I have been practicing law since 1996 and there have been a lot of changes in that time. One of the biggest changes has been in the federal estate tax. When I was a new lawyer, the estate tax applied to estates over $600,000. The estate tax rate ranged from 18% to 55%. With the recent passage of the fiscal cliff deal, which is officially named the American Taxpayer Relief Act of 2012, the estate tax exemption amount has been set at $5,120,000 per person and that amount is indexed for inflation. This means the amount of an estate people can leave free of estate tax will continue to grow without requiring further action by Congress.

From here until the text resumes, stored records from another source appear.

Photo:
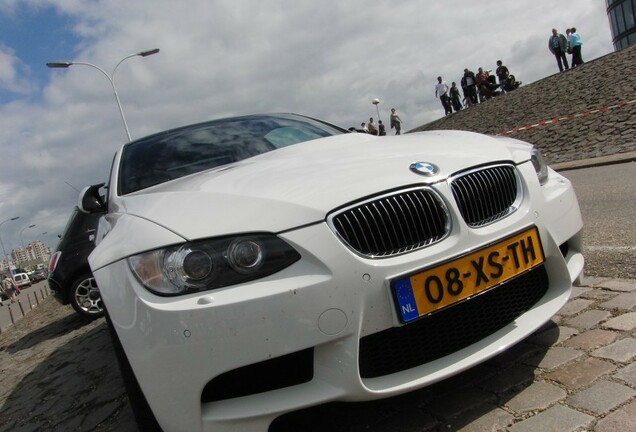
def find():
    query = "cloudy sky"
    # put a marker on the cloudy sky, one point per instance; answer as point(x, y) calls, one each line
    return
point(59, 128)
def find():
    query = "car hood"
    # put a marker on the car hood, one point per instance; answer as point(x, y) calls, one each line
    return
point(301, 184)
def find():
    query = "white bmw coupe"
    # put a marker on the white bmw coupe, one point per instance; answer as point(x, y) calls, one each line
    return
point(258, 265)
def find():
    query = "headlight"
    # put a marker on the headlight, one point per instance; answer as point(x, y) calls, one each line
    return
point(209, 264)
point(540, 166)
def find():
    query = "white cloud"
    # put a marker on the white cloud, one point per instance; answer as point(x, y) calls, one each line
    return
point(220, 58)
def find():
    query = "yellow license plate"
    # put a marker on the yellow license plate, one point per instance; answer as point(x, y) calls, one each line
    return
point(464, 277)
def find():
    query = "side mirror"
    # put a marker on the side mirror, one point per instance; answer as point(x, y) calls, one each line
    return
point(90, 201)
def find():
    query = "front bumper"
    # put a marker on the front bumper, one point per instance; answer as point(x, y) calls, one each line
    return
point(313, 325)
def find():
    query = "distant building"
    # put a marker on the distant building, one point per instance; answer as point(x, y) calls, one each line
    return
point(622, 14)
point(35, 253)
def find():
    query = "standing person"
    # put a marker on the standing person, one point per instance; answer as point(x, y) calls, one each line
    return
point(9, 287)
point(381, 128)
point(441, 91)
point(455, 97)
point(469, 83)
point(502, 73)
point(575, 45)
point(396, 121)
point(373, 130)
point(558, 45)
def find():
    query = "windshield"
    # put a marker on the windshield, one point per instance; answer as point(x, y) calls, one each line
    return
point(179, 152)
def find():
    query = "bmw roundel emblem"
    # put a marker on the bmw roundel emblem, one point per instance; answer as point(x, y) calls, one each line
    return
point(424, 168)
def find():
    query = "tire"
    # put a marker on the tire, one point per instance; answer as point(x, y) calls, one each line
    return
point(144, 417)
point(85, 297)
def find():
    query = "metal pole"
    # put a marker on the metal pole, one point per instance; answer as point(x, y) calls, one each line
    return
point(111, 78)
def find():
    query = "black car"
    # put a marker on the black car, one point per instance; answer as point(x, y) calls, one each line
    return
point(70, 277)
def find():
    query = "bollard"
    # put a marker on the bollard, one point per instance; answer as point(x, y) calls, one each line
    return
point(11, 314)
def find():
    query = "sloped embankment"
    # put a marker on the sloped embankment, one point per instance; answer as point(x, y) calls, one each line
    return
point(603, 82)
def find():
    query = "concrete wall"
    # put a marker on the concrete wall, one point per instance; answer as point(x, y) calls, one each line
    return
point(603, 82)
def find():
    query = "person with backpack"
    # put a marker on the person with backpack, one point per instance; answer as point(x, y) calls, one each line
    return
point(558, 45)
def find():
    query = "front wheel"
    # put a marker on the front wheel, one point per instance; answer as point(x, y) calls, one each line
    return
point(85, 297)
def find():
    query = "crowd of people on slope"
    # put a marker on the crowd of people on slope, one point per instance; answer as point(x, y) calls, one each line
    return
point(476, 88)
point(482, 86)
point(560, 45)
point(380, 129)
point(9, 289)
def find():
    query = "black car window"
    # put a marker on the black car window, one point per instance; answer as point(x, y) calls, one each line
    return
point(191, 149)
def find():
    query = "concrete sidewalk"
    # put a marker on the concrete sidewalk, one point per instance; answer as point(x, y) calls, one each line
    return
point(597, 161)
point(28, 300)
point(58, 373)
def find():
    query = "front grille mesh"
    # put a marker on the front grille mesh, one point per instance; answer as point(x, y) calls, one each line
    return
point(393, 224)
point(487, 195)
point(400, 348)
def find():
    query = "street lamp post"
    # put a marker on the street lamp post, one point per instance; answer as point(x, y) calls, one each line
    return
point(111, 78)
point(376, 102)
point(22, 241)
point(4, 252)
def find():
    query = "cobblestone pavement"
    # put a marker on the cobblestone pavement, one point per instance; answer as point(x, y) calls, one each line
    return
point(58, 373)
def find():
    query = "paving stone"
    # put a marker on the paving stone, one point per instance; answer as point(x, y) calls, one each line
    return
point(552, 335)
point(578, 291)
point(581, 373)
point(621, 420)
point(619, 285)
point(599, 294)
point(510, 378)
point(539, 396)
point(575, 306)
point(555, 419)
point(627, 374)
point(601, 397)
point(588, 319)
point(516, 353)
point(553, 358)
point(625, 322)
point(624, 301)
point(494, 420)
point(591, 339)
point(412, 420)
point(449, 406)
point(621, 351)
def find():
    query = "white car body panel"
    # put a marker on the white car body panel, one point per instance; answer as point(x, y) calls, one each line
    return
point(331, 297)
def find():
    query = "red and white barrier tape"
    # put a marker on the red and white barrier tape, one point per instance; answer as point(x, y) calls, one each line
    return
point(569, 117)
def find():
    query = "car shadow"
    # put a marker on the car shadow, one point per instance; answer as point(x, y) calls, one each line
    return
point(62, 326)
point(77, 387)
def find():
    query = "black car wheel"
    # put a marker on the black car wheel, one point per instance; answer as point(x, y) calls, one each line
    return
point(85, 297)
point(144, 417)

When the estate tax amount was $600,000, it clearly was an issue for middle class families who had a home, an IRA, some savings, and life insurance. With the estate tax exemption now being set at $5,120,000, the estate tax will only be an issue for wealthy individuals.
The estate tax has been quite a political issue since 2001, when legislation was passed raising the exemption amount each year until it reached $3,500,000 in 2009 and then and providing for a total phase out of the estate tax in 2010. Without further legislation, that law expired (a “sunset” clause) in 2011, and the estate tax exemption would have decreased to $1,000,000. Congress acted to prevent that with another temporary fix and the estate tax exemption continued to rise until it reached $5,120,000 in 2012. However, that legislation also had a sunset clause, which meant the estate tax exemption would revert to $1,000,000 on January 1, 2013.

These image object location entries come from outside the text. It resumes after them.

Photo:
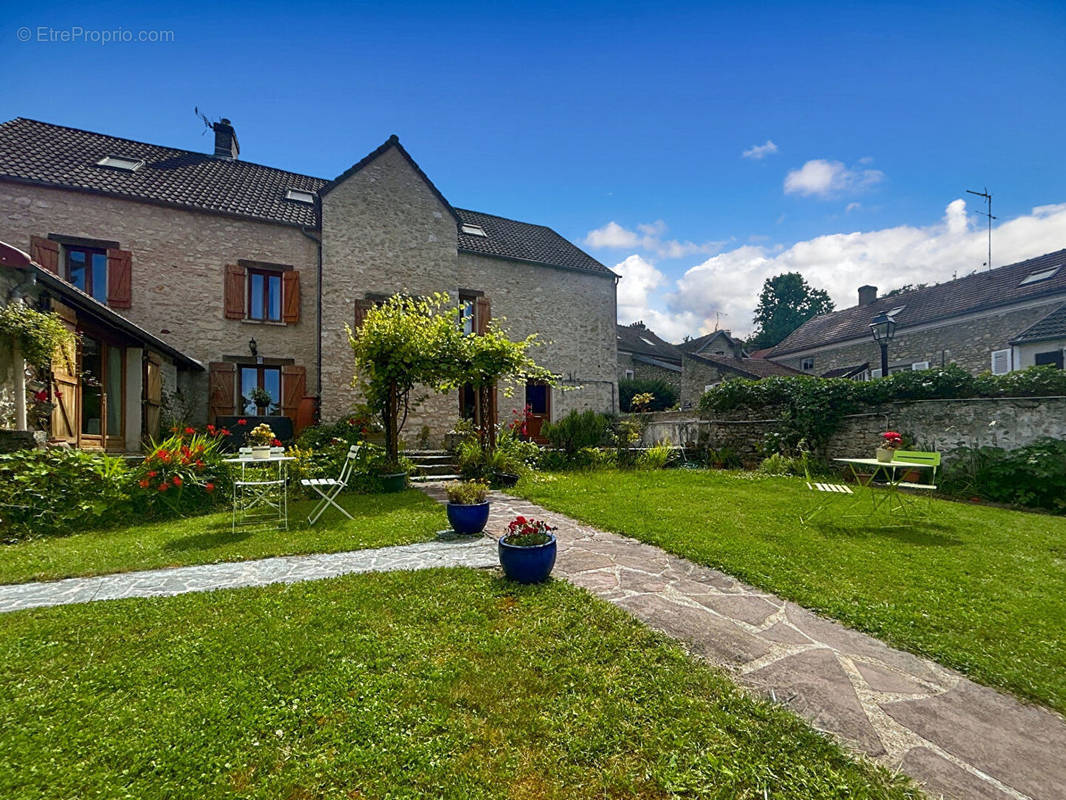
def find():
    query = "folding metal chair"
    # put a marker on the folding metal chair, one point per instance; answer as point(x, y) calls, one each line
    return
point(329, 488)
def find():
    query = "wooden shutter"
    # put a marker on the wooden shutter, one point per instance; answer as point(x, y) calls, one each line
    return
point(290, 296)
point(235, 291)
point(119, 277)
point(293, 388)
point(222, 388)
point(361, 306)
point(65, 420)
point(483, 315)
point(46, 253)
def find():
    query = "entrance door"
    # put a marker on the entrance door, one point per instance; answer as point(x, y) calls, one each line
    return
point(538, 402)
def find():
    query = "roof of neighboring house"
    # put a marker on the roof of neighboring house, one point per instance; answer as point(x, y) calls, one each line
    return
point(1052, 326)
point(13, 257)
point(746, 367)
point(638, 338)
point(57, 156)
point(980, 291)
point(848, 371)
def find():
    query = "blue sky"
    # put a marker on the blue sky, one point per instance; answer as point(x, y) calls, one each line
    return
point(578, 115)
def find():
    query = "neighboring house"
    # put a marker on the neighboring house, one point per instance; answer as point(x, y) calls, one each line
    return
point(643, 355)
point(989, 320)
point(208, 254)
point(700, 371)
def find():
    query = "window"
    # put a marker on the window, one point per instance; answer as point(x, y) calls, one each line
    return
point(1035, 277)
point(268, 379)
point(264, 294)
point(86, 268)
point(120, 162)
point(1001, 362)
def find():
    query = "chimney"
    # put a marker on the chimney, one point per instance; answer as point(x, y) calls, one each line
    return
point(225, 140)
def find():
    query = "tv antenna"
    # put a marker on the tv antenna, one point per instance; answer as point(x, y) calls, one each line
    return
point(988, 213)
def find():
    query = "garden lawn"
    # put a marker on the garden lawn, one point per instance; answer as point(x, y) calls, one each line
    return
point(442, 683)
point(979, 589)
point(380, 521)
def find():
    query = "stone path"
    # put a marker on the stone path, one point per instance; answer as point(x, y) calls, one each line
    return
point(232, 575)
point(959, 739)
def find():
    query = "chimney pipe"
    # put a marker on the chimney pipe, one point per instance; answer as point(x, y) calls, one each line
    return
point(225, 140)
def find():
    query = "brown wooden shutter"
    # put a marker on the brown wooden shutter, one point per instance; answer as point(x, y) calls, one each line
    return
point(222, 388)
point(290, 297)
point(361, 306)
point(46, 253)
point(483, 315)
point(293, 388)
point(119, 277)
point(235, 291)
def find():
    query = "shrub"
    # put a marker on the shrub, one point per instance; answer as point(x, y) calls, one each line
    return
point(664, 395)
point(60, 491)
point(468, 493)
point(579, 430)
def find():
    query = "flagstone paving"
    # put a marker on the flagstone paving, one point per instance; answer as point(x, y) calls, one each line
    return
point(959, 739)
point(236, 574)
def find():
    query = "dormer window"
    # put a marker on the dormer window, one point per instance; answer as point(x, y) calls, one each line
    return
point(120, 162)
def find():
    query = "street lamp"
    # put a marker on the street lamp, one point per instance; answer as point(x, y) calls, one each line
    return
point(883, 329)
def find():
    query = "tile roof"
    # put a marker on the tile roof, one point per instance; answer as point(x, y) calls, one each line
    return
point(636, 338)
point(523, 241)
point(1052, 326)
point(746, 367)
point(980, 291)
point(57, 156)
point(53, 155)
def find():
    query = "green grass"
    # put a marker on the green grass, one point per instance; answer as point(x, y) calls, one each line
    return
point(380, 521)
point(443, 683)
point(979, 589)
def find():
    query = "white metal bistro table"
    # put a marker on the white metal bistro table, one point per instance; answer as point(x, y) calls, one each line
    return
point(260, 495)
point(893, 472)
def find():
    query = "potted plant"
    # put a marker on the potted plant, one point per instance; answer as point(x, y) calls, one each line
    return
point(468, 507)
point(528, 550)
point(261, 437)
point(890, 443)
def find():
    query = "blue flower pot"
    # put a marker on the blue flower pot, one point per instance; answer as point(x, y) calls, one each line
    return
point(528, 564)
point(468, 518)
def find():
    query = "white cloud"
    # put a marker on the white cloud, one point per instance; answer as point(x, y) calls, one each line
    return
point(827, 178)
point(648, 238)
point(759, 152)
point(729, 283)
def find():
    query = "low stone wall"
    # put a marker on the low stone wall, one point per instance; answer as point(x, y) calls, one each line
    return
point(945, 426)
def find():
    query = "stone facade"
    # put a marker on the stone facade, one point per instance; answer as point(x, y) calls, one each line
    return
point(179, 259)
point(968, 341)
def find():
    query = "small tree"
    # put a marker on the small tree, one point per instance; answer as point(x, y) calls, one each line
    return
point(403, 342)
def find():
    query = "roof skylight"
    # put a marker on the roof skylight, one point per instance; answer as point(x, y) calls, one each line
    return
point(1035, 277)
point(120, 162)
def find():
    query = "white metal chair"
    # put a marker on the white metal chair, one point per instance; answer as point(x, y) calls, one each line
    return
point(329, 488)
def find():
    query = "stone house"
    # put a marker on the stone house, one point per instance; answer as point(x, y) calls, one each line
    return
point(252, 272)
point(999, 320)
point(643, 355)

This legislation appears to now settle the estate tax because it does not include another sunset clause. These sunset clauses made it difficult to plan since estate planning attorneys and their clients did not know what the exemption would be with Congress passing laws that temporarily increased the tax exemption, but with an expiration date.
While some income taxes were raised in the fiscal cliff deal, the change to the estate tax is a continuation of a long-term trend to cut taxes. Some analysts claim that setting the estate tax exemption at $5,120,000 instead of the $1,000,000 it would have reverted to will increase the deficit by $40 billion per year. For the time being, Congress and the Obama administration have decided not to look to a lower estate tax exemption for increased revenue. That is good tax news for middle class families.